During the COVID-19 pandemic, we have not been, and may not be, able to maintain our preferred level of physician or customer outreach and marketing of our diagnostic testing and Pharma Services, which could negatively impact our potential new customers’ interest in our tests and services. Even if government and other COVID-19 related restrictions are relaxed and lung cancer surgeries are performed at or close to pre-pandemic levels, any growth and anticipated adoption of our diagnostic tests may not occur. Although we have not yet experienced COVID-19 related supply chain disruptions impacting our testing capacity, if the vendors of equipment and reagents used in our diagnostic laboratories experience supply, operational, or financial disruptions due to the COVID-19 pandemic, we could experience supply constraints in the future that could cause increased costs or delays in performing DetermaRx™ tests and Pharma Services and in continuing the development of new diagnostic tests.

 

The full extent to which the COVID-19 pandemic and the various responses might impact our business, operations and financial results will depend on numerous evolving factors that we will not be able to accurately predict, including: the duration and scope of the pandemic; governmental, business and individuals’ actions that have been and continue to be taken in response to the pandemic; the availability and cost to access COVID-19 tests, vaccines and therapies; the effect on our potential customers and their demand for our diagnostic testing and Pharma Services; the effect on our suppliers and their ability to provide the necessary equipment and materials to support our tests and services; disruptions or restrictions on our employees’ ability to work and travel; interruptions or restrictions related to the distribution of our tests in foreign markets, including impacts on logistics of shipping and receiving patient samples; and any stoppages, disruptions or increased costs associated with development, production and marketing of our diagnostic tests.

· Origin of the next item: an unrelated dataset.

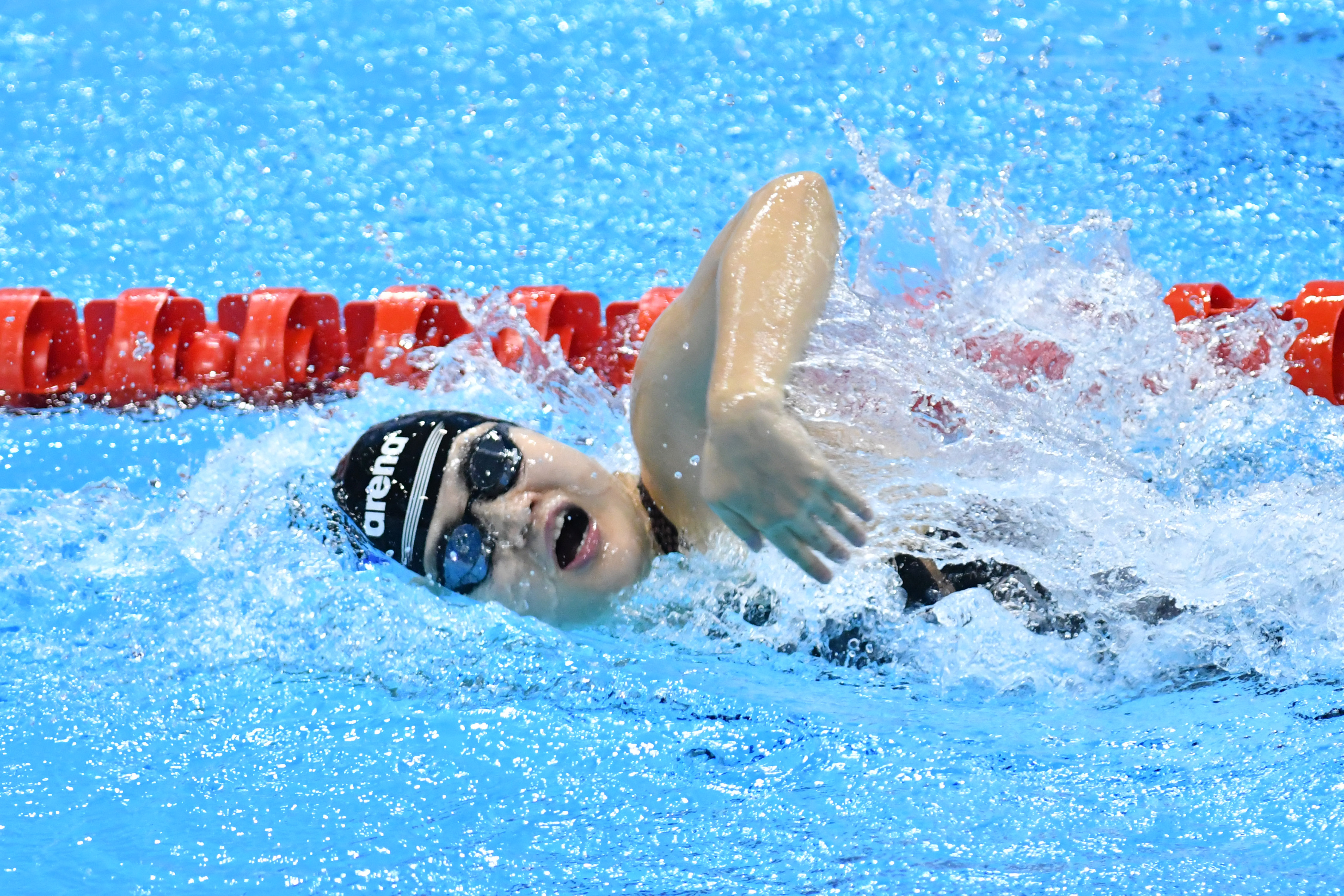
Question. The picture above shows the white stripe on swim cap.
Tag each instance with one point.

In addition to the direct impacts to our business operations, the global economy is likely to continue to be significantly weakened as a result of actions taken in response to the COVID-19 pandemic and to the extent that such a weakened global economy impacts customers’ ability or willingness to purchase and pay for our tests, our business and results of operation could be negatively impacted. Due to the uncertain scope and duration of the COVID-19 pandemic and uncertain timing of any recovery or normalization, we are currently unable to estimate the resulting impacts on our operations and financial results. We will continue to actively monitor the issues raised by the COVID-19 pandemic and may take further actions that alter our operations, as may be required by federal, state, local or foreign authorities, or that we determine are in the best interests of our employees, our customers, and our shareholders.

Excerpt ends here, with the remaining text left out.